向こうがこちらに反対することもあれば、逆に、向こうがこちらを説得することもあります。
──摩擦がうまれるからこそ、進展する関係性もあるということですね。
カーピシン氏:
そうですね。だからこそ、プレイヤーが好きになれる要素を持ちながら、いくらかの緊張感や馴染みのない部分、プレイヤーの思いどおりにならない部分も抱えています。
そういうキャラクターを作ることが、本当に大事なんです。そして、それをプレイヤーに探求してもらいたいですね。
──ここからは個人的な質問なんですが……「ソルト」を恋愛対象として見てしまうプレイヤーもいるんじゃないかと思うんです。これは、よくない考えでしょうか。
一同:(笑)
スカイ氏:
本作には恋愛(ロマンス)の要素があり、主人公の恋愛対象となるキャラクターは用意しています。ただ、「ソルト」は恋愛の対象ではありません。彼女はかなりの一匹狼で、警戒心が強く、簡単には心を開きません。
ですから、ソルトとは友情のような関係性を築くことはできても、恋愛関係にはなりませんね。

──ソルトとの特別な絆が育まれることを期待したいですね。そういえば、本作には「狼」のキャラクターも出てきますね。
カーピシン氏:
狼の名前は、「ヒューストン」といいます。彼は、実はあなたの義理の兄なんです。ジュンは辺境でヒューストンと一緒に育ちました。
ジュンはいわば孤児のような存在だったので、兄弟のような関係を築いています。彼はあなたをからかったりしながら、物語のなかであなたを地に足のついた存在にしてくれることでしょう。

──話の方向をすこし変えますが、ゲームプレイ上で優秀なパーティーメンバーとはどういう存在だと思いますか。
スカイ氏:
我々はプレイヤーにさまざまな仲間のなかから、自分の求めているものにあう関係性や性格、そしてキャラタイプやスキルセットを組み合わせる楽しみを感じてもらいたいと考えています。
ステルスでプレイする人はその遊び方を助けてくれる仲間を求めるし、よりひらけた派手な戦闘を好む人もいることでしょう。
──自分だけのチームを組む楽しみがありそうですね。
スカイ氏:
そうですね。ですから、多様な能力をそろえたいと思います。そして、システム以外で言うと多様な“性格”もそろえたい。すべてのキャラクターがすべてのプレイヤーと響き合うわけではありませんから。
でも、幅広いキャラクターがそろっていれば、自分の求めているものに合う関係性や性格を選び自分だけのチームを組むことができます。
──あえて関係性が良好ではない人物と任務に出撃する楽しみもありそうです。
スカイ氏:
チームを組んだあとは、その“管理”がゲームの大部分になります。彼らは互いに、あるいはあなたと意見が食い違うこともあるのです。全員を同じチームに、同じ方向へまとめる。そこも本作の遊びです。
常に幅広い選択肢を用意して、それを自由に組み合わせて楽しんでもらう。『エクソダス』は、そういう作り方をしています。
──最後に『エクソダス』を楽しみにしている日本のみなさんへメッセージをお願いします。
スカイ氏:
これほど長いあいだ取り組んできたものを、ようやくみなさんに見ていただける。

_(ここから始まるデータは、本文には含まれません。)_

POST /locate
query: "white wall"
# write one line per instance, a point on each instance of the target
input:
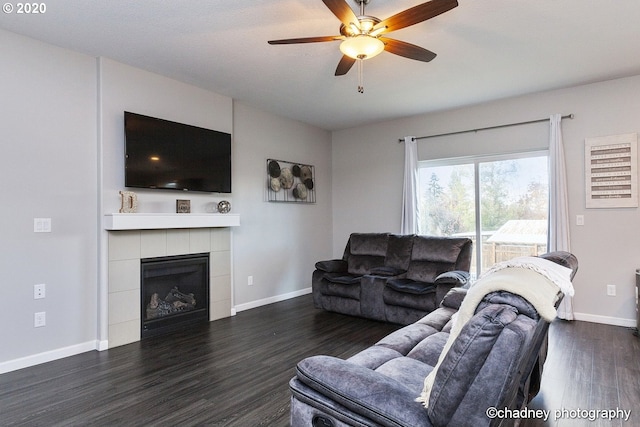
(368, 163)
(277, 243)
(63, 157)
(48, 168)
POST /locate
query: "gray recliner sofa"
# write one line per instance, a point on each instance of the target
(495, 360)
(390, 277)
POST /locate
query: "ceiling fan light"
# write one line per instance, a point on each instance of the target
(361, 47)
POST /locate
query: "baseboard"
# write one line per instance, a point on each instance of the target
(271, 300)
(606, 320)
(48, 356)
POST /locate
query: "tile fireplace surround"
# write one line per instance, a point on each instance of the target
(129, 243)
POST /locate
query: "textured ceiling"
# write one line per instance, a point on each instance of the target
(487, 49)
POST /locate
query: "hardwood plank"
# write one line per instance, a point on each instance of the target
(235, 372)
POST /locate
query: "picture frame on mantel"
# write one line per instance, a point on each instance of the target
(611, 171)
(291, 182)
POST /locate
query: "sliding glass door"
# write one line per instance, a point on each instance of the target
(500, 202)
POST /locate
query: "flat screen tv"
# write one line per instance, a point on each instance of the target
(173, 156)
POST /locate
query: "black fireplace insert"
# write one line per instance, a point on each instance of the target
(174, 293)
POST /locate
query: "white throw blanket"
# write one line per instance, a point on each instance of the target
(537, 280)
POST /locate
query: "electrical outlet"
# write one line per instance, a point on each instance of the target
(39, 319)
(39, 291)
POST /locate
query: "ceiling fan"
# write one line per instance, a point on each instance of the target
(362, 35)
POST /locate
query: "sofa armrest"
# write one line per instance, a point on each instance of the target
(449, 280)
(366, 392)
(453, 298)
(455, 278)
(332, 266)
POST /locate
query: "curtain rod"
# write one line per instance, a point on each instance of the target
(568, 116)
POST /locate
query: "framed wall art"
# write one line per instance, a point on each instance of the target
(611, 171)
(290, 182)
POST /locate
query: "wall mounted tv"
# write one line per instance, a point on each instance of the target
(173, 156)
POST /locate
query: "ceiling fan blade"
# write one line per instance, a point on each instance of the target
(407, 50)
(307, 40)
(344, 65)
(416, 14)
(342, 10)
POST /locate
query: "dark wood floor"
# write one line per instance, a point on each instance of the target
(234, 372)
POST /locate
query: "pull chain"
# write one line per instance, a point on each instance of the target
(360, 75)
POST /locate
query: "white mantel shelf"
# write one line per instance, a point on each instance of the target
(155, 221)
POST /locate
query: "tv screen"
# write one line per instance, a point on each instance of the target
(173, 156)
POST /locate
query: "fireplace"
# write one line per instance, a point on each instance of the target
(174, 293)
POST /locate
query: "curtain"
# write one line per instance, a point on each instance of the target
(558, 204)
(409, 223)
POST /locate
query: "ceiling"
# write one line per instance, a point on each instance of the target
(487, 50)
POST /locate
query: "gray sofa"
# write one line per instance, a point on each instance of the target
(495, 361)
(389, 277)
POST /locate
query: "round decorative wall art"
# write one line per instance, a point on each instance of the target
(290, 182)
(224, 207)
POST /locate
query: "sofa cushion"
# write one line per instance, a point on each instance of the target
(363, 264)
(437, 249)
(343, 279)
(399, 251)
(368, 244)
(366, 251)
(340, 290)
(424, 302)
(387, 271)
(332, 266)
(410, 286)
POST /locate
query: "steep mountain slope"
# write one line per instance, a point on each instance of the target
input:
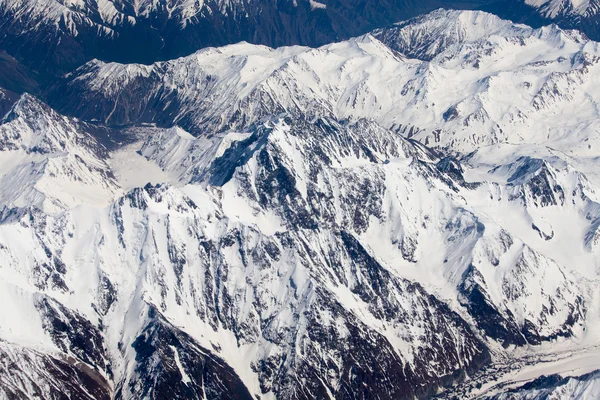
(455, 98)
(368, 219)
(53, 37)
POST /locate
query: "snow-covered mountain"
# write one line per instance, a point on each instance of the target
(53, 37)
(407, 214)
(470, 79)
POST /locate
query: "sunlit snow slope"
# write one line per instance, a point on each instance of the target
(406, 214)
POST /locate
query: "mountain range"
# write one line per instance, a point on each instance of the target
(411, 212)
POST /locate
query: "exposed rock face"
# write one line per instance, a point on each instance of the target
(302, 223)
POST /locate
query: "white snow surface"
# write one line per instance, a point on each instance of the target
(516, 106)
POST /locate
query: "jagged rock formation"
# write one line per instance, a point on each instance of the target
(302, 223)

それが、本当に楽しみです。
チームは『エクソダス』にたくさんの心と魂、努力と時間、そして愛を注いできました。私たちがこのゲームを愛しているのと同じくらい、みなさんにも愛してもらえたら嬉しいです。
カーピシン氏:
私自身も、チームの多くのメンバーも、日本の文化やエンターテインメントの大ファンです。
だからこそ、こうして日本に来られたことをとても光栄に思っています。ぜひ、『エクソダス』を遊んでみてください。
──ありがとうございました!(了)
振り返れば、人は人生においてどこまでも「選択」を積み重ねつづけている。
今日この日に胃袋へ納めるただ一食の糧ですら、己の意志を刻みつける分岐点だ。
「右か、左か」「与えるか、奪うか」「生きるか、潰えるか」
そんな途方もない数の決断と切り捨ての末、幾千の可能性の死骸を踏み越えて到達した「極限の今」に、我々という存在は立っている。
筆者はかつて遥か銀河の彼方で救世の艦長として星々を巡り、あるいは傷だらけの英雄としてふるい立った。その日々の記憶が『エクソダス』を遊んでよみがえった。
自らの手で運命の舵を切り、その結果として描かれる世界を噛み締めること。
それこそが、この果てしない宇宙を歩む者だけに与えられた至高の歓喜にほかならない。
選び取った一筋の光の背後で無数の未来が闇に消えていこうとも、己が意志で道を切り拓くその痛切な胸の高鳴りこそが、「選択するゲーム」という体験がもたらす最大の祝福なのだと思う。
「選択すること」の楽しさが、たしかに『エクソダス』には存在する。
Archetype Entertainmentが開発し、Wizards of the Coastが販売する新作RPG『エクソダス』はPC(Steam、Epic Games Store)、PS5、Xbox Series X|S向けに2027年4月7日発売予定だ。